Schelling als rebels genie
Tot de groep behoorden verder schrijvers en dichters (Novalis, en de al wat oudere Goethe en Schiller), filosofen (Fichte, Hegel), literaire critici (de broers August Wilhelm Schlegel en Friedrich Schlegel) en wetenschappers (Alexander von Humboldt). Ze troffen elkaar met grote regelmaat in het huis van August Wilhelm Schlegel, om te eten, te drinken, te roddelen, maar vooral om eindeloos met elkaar te discussiëren. Spil van het gezelschap was de charismatische, intelligente en vrijgevochten Caroline, vrouw van August Wilhelm. Ook de amper twintig jaar oude Friedrich Schelling nam enthousiast aan de gesprekken deel en begint en passant een affaire met Caroline.
Aanvankelijk trad Schelling in de voetsporen van Fichte, die in die jaren in Jena furore maakte. De colleges van Fichte trokken bomvolle zalen. Fichte zette er zijn radicale ideeën over het ik uiteen: het ik is volgens hem het begin en einde van alles: zonder ik zou er geen wereld zijn. Schelling onderschreef dit als startpunt, maar zag er al snel de tekortkoming van in. De natuur kwam er bij Fichte wel heel bekaaid af: ze bestond alleen in de hoedanigheid van niet-ik.
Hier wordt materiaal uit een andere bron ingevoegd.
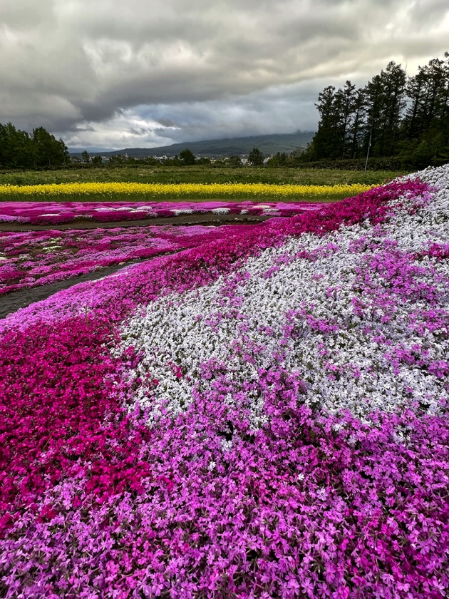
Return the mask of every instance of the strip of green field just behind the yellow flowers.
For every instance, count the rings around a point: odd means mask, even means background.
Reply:
[[[80,168],[66,170],[0,173],[0,185],[39,185],[71,182],[136,183],[291,183],[296,185],[339,185],[361,183],[381,185],[399,173],[391,170],[363,171],[297,168],[205,168],[143,167]]]

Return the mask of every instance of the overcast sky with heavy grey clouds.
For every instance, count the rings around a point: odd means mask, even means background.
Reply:
[[[448,0],[0,0],[0,123],[105,148],[314,130],[325,86],[448,40]]]

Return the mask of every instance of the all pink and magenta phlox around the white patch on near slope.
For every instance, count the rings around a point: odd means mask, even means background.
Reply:
[[[125,411],[133,388],[120,378],[138,364],[138,348],[120,359],[110,354],[118,326],[139,304],[213,282],[289,235],[386,222],[392,202],[422,198],[427,190],[419,181],[391,183],[156,258],[4,319],[0,594],[443,598],[449,588],[444,416],[404,410],[373,413],[363,423],[351,414],[313,411],[304,405],[301,373],[282,367],[280,347],[272,367],[259,369],[252,382],[235,382],[224,364],[205,362],[192,404],[175,418],[162,413],[148,429],[145,414]],[[355,288],[366,297],[356,298],[356,312],[363,317],[367,304],[378,302],[387,317],[393,298],[418,294],[420,267],[394,247],[369,260],[385,287],[371,289],[360,270]],[[416,304],[410,326],[437,329],[445,312],[432,305],[431,285],[420,292],[423,306]],[[309,318],[314,334],[334,332],[334,322],[298,314]],[[294,334],[296,316],[287,315],[285,339]],[[375,336],[381,342],[381,330]],[[391,360],[417,359],[416,347],[389,351]],[[425,359],[421,352],[418,361]],[[425,366],[446,376],[445,361]],[[249,424],[249,394],[264,397],[267,423],[258,430]]]

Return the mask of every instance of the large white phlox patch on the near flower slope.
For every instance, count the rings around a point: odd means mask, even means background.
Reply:
[[[123,328],[119,351],[133,346],[141,352],[127,376],[141,379],[133,401],[150,409],[149,424],[162,408],[173,415],[185,410],[195,390],[205,396],[216,392],[210,364],[223,369],[231,383],[222,391],[228,404],[248,383],[257,386],[262,369],[282,369],[304,380],[301,401],[329,413],[346,409],[363,419],[414,402],[437,412],[448,399],[445,377],[413,361],[393,364],[392,355],[419,348],[428,363],[444,362],[448,336],[425,327],[425,297],[394,295],[382,268],[370,266],[379,256],[400,260],[404,252],[449,242],[449,168],[425,171],[423,178],[438,191],[415,214],[409,203],[396,207],[383,225],[366,221],[324,237],[291,237],[211,285],[141,307]],[[416,265],[416,282],[432,288],[447,318],[447,260],[408,258],[408,264]],[[383,297],[389,299],[384,307]],[[363,304],[363,314],[354,300]],[[247,400],[252,426],[262,426],[263,394],[248,391]]]

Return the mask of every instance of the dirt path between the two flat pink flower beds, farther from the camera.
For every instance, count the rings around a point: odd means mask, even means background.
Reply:
[[[77,218],[73,222],[61,225],[27,225],[21,222],[0,222],[1,231],[64,231],[68,229],[112,229],[115,227],[148,227],[154,225],[222,225],[224,223],[239,225],[246,222],[263,222],[272,215],[247,214],[183,214],[180,216],[142,218],[140,220],[115,220],[114,222],[97,222],[90,218]]]

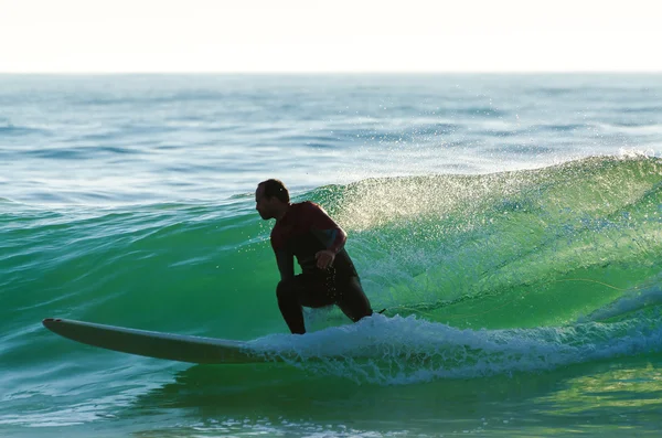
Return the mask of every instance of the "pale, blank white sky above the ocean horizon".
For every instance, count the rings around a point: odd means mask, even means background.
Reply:
[[[658,2],[0,0],[0,72],[662,72]]]

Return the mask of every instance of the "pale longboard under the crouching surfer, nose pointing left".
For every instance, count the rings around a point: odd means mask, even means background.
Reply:
[[[246,342],[160,333],[92,322],[49,318],[44,327],[84,344],[141,356],[192,363],[254,363],[273,361]]]

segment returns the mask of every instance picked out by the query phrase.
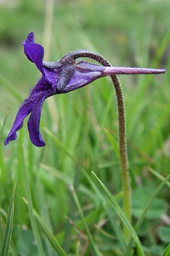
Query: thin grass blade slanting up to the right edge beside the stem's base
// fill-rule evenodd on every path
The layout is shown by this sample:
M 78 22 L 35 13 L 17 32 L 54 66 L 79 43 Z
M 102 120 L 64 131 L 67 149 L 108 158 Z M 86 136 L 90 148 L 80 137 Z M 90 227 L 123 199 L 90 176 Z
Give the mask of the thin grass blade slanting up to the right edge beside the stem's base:
M 155 190 L 154 194 L 152 195 L 152 197 L 150 198 L 150 200 L 148 201 L 145 209 L 143 210 L 143 213 L 141 215 L 141 217 L 139 218 L 139 220 L 137 221 L 137 224 L 135 225 L 135 231 L 137 232 L 146 216 L 147 210 L 150 207 L 152 201 L 154 200 L 154 198 L 158 195 L 158 193 L 160 192 L 160 190 L 164 187 L 164 185 L 167 183 L 167 181 L 170 179 L 170 174 L 164 179 L 163 178 L 163 182 L 160 183 L 159 187 Z M 133 239 L 131 239 L 129 241 L 128 244 L 128 252 L 130 252 L 131 246 L 133 245 Z

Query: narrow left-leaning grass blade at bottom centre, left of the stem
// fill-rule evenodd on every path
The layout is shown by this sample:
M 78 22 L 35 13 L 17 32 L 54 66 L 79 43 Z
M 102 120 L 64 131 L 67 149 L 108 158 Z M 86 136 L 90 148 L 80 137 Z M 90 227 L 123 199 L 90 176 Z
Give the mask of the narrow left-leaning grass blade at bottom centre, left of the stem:
M 86 220 L 84 218 L 84 214 L 83 214 L 82 208 L 80 207 L 80 203 L 79 203 L 78 197 L 76 196 L 74 187 L 70 186 L 70 188 L 71 188 L 71 193 L 73 195 L 74 203 L 75 203 L 76 207 L 78 208 L 80 217 L 82 218 L 82 222 L 84 224 L 84 228 L 86 229 L 86 233 L 87 233 L 87 236 L 88 236 L 88 239 L 89 239 L 92 251 L 93 251 L 95 256 L 101 256 L 102 254 L 97 249 L 97 246 L 95 245 L 94 239 L 92 238 L 92 235 L 90 233 L 90 230 L 88 229 L 88 226 L 87 226 Z

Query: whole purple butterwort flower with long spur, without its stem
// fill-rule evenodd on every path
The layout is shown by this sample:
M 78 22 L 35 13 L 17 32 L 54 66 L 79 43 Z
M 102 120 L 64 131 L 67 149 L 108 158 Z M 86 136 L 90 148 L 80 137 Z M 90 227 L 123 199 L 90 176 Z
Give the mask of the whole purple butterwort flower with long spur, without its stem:
M 76 61 L 78 57 L 91 57 L 92 59 L 102 57 L 95 52 L 77 50 L 67 53 L 60 60 L 54 62 L 43 61 L 44 48 L 34 42 L 33 32 L 29 33 L 27 39 L 22 43 L 27 58 L 35 63 L 41 72 L 41 78 L 25 98 L 16 114 L 14 123 L 8 134 L 5 145 L 16 139 L 16 132 L 23 126 L 23 120 L 29 114 L 28 131 L 31 142 L 37 147 L 45 146 L 40 134 L 40 115 L 44 100 L 50 96 L 60 93 L 71 92 L 81 88 L 100 77 L 108 75 L 135 75 L 164 73 L 164 69 L 148 68 L 126 68 L 126 67 L 103 67 L 86 61 Z M 97 56 L 97 57 L 94 57 Z M 106 63 L 108 66 L 108 63 Z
Schelling ontwikkelde daartegenover zijn natuurfilosofie.
Voor Schelling vormden natuur en geest, het reële en het ideële een eenheid. Zoals de mens eenheid van lichaam en geest is, zo heeft de materie in de natuur ook een geestelijk aspect. Alexander von Humboldt, die ook in Jena was, werd duidelijk geïnspireerd door Schellings ideeën. Von Humboldt zou later tot de belangrijkste natuuronderzoeker van de 19e eeuw uitgroeien (Andrea Wulf schreef een prachtige biografie over hem: De uitvinder van de natuur).
Iedereen die door Rebelse genieën geboeid is geraakt, kan ik aanraden Schellings Over het wezen van de menselijke vrijheid te lezen, dat onlangs bij Boom is verschenen. Schelling, die erom bekend staat voortdurend nieuwe filosofische perspectieven te ontwikkelen, slaat in dit traktaat weer een nieuwe weg in. Dit keer met donkere ondertonen: hoe is het kwaad in Gods schepping te verklaren? Schelling beargumenteert dat in God weliswaar niet het kwaad is, maar dat het kwaad als mogelijkheid in de schepping als het ware ingebakken zit.
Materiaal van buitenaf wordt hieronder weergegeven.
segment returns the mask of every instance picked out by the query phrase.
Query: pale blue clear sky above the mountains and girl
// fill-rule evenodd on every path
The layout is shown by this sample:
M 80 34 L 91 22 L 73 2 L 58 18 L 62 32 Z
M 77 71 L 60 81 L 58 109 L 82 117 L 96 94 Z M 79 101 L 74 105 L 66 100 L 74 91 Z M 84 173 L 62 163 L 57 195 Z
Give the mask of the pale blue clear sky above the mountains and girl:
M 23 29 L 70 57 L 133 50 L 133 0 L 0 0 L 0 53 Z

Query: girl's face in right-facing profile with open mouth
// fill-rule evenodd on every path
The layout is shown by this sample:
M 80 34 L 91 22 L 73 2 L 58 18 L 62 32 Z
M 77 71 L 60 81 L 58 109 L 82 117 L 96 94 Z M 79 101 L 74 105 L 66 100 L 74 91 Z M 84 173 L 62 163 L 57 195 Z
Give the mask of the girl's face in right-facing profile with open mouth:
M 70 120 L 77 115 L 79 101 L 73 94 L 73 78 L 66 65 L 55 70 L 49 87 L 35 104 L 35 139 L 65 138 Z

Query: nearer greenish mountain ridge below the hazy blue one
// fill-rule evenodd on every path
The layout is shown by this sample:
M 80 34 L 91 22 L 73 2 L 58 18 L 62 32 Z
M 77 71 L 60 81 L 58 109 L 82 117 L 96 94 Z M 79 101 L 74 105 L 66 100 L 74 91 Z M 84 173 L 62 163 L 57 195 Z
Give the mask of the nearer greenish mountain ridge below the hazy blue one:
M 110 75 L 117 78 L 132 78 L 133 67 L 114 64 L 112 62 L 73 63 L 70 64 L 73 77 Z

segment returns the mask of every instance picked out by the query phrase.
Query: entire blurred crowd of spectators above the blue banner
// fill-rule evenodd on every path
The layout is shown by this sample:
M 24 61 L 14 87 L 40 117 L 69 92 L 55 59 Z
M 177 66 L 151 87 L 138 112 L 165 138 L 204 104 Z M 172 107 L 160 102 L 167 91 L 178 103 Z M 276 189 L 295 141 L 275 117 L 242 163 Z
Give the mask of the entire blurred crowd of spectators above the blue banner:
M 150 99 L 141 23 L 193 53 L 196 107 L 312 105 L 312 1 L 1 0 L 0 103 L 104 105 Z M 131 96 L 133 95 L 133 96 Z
Het kwaad komt in de wereld als de grond (lees: materie), die op zichzelf noodzakelijk is voor de existentie van de schepping, zijn dienende rol ten opzichte van de geest (logos) verzaakt, en de geest onderwerpt ten dienste van zijn eigen belang. In de mens komt de schepping tot zelfbewustzijn, en daarmee valt aan de mens volgens Schelling een belangrijke rol toe: anders dan de rest van de natuur kan de mens in vrijheid kiezen voor ofwel een vitale, ofwel een geperverteerde verhouding tussen grond en geest. Daarmee krijgt de mens in zekere zin de verantwoording voor de inrichting van de schepping.
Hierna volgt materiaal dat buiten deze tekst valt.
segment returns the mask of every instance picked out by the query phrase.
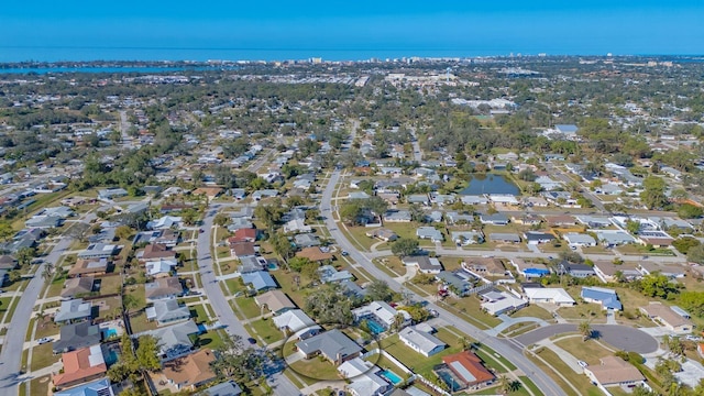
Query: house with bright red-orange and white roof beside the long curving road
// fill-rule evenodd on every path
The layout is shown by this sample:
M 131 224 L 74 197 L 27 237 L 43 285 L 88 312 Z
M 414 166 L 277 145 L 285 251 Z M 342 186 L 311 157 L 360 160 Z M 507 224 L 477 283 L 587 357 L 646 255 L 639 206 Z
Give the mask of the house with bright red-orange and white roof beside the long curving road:
M 494 374 L 490 372 L 482 360 L 470 351 L 442 356 L 442 364 L 433 367 L 452 392 L 466 388 L 479 389 L 494 382 Z M 459 386 L 459 388 L 455 388 Z

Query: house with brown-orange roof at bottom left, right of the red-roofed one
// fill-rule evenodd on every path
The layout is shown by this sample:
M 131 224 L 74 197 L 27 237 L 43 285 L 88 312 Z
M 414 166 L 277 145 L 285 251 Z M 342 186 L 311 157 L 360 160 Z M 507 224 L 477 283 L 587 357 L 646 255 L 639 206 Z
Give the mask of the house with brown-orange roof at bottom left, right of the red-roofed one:
M 178 391 L 195 391 L 198 386 L 217 378 L 211 367 L 215 360 L 211 350 L 202 349 L 164 363 L 162 375 Z

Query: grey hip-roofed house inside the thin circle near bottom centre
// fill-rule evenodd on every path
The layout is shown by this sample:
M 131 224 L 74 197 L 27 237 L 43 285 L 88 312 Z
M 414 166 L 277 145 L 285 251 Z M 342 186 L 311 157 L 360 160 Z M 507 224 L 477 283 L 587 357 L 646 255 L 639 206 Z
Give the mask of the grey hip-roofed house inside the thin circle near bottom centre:
M 321 355 L 338 365 L 359 356 L 362 352 L 362 346 L 338 329 L 299 341 L 296 343 L 296 349 L 305 359 Z

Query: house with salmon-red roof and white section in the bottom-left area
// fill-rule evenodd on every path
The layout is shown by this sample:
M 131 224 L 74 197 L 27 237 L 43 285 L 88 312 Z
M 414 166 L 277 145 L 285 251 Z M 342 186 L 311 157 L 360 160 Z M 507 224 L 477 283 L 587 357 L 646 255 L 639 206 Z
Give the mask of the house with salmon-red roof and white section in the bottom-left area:
M 54 374 L 52 382 L 57 389 L 69 388 L 105 376 L 108 371 L 100 345 L 82 348 L 62 354 L 64 369 Z

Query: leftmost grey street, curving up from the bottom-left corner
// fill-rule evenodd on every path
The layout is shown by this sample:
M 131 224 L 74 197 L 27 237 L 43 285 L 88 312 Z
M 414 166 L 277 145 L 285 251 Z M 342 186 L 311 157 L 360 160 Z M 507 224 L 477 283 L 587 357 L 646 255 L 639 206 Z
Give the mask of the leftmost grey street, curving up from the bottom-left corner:
M 74 242 L 70 238 L 61 238 L 59 242 L 52 249 L 51 253 L 44 257 L 42 264 L 40 264 L 34 276 L 28 287 L 22 293 L 22 298 L 18 302 L 18 307 L 12 315 L 12 321 L 8 328 L 8 333 L 4 337 L 2 343 L 2 352 L 0 353 L 0 395 L 16 395 L 19 383 L 24 380 L 20 376 L 20 364 L 22 361 L 22 348 L 24 345 L 24 338 L 32 319 L 32 308 L 44 288 L 44 278 L 42 273 L 44 272 L 45 262 L 56 265 L 62 253 L 68 250 L 68 246 Z

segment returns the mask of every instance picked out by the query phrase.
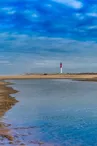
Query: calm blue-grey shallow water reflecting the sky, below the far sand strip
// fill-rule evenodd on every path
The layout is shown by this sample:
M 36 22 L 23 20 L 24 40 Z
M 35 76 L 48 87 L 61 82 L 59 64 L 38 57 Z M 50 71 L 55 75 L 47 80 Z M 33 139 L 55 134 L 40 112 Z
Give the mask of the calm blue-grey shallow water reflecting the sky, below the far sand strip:
M 26 145 L 97 146 L 97 83 L 13 80 L 19 101 L 5 114 Z M 29 143 L 30 142 L 30 143 Z M 31 144 L 32 145 L 32 144 Z

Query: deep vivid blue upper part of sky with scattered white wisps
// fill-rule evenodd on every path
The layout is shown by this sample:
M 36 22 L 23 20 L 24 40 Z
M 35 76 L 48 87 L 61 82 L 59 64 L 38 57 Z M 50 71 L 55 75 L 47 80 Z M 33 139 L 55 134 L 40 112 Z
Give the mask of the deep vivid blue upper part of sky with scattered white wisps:
M 96 13 L 94 1 L 91 5 L 81 0 L 8 0 L 0 5 L 0 32 L 95 40 L 96 28 L 86 28 L 97 24 Z

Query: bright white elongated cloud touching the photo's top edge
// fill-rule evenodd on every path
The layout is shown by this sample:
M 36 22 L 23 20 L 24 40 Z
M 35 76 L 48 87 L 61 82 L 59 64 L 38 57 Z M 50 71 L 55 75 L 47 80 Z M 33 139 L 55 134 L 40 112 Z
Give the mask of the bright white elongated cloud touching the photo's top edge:
M 78 0 L 53 0 L 53 1 L 68 5 L 70 7 L 75 8 L 75 9 L 80 9 L 83 7 L 83 4 Z

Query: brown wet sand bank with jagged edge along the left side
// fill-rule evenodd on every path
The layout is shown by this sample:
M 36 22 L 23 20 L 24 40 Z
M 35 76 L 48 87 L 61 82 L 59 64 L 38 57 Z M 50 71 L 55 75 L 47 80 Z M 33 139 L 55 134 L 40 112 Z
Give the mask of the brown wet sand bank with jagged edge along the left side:
M 17 91 L 11 87 L 7 87 L 8 84 L 0 81 L 0 145 L 3 145 L 3 142 L 6 140 L 9 143 L 14 140 L 11 135 L 11 130 L 8 128 L 9 124 L 5 124 L 2 121 L 4 114 L 17 103 L 17 100 L 10 96 L 10 94 L 16 93 Z

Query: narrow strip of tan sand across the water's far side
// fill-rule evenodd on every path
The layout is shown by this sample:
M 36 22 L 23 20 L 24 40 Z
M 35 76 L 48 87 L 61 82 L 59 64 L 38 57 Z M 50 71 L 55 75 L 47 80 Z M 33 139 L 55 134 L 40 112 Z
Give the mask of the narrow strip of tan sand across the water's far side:
M 22 79 L 72 79 L 76 81 L 93 81 L 97 82 L 97 73 L 78 73 L 78 74 L 31 74 L 31 75 L 6 75 L 0 76 L 2 84 L 11 84 L 5 80 L 22 80 Z

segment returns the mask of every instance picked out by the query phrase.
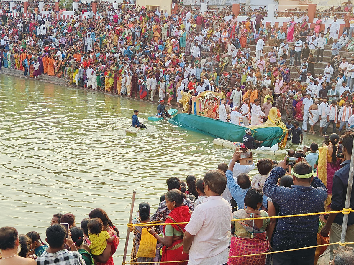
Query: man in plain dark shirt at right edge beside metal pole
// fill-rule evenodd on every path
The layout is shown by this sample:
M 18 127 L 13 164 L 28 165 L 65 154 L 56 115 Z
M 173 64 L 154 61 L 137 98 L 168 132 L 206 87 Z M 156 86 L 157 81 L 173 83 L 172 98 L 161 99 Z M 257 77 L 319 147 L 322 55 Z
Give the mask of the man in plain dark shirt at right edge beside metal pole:
M 342 168 L 337 170 L 333 176 L 332 188 L 332 203 L 330 211 L 343 210 L 346 203 L 350 159 L 352 158 L 352 149 L 354 141 L 354 133 L 344 133 L 340 141 L 342 142 L 344 162 L 341 164 Z M 341 143 L 339 142 L 339 143 Z M 338 152 L 339 152 L 338 143 Z M 354 189 L 350 197 L 350 206 L 354 209 Z M 338 242 L 341 240 L 343 225 L 343 213 L 330 213 L 325 226 L 321 229 L 322 236 L 330 235 L 330 243 Z M 354 241 L 354 212 L 348 214 L 348 226 L 346 233 L 346 242 Z M 333 259 L 333 250 L 339 247 L 338 244 L 330 245 L 330 259 Z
Over het wezen van de menselijke vrijheid is een sleuteltekst in het oeuvre van Friedrich Wilhelm Joseph Schelling en een van de hoogtepunten van het Duitse idealisme. In dit beroemde werk, dat voor het eerst verscheen in 1809, laat Schelling zien dat menselijke vrijheid alleen begrepen kan worden als wij ook de keerzijde ervan, het kwaad, meedenken.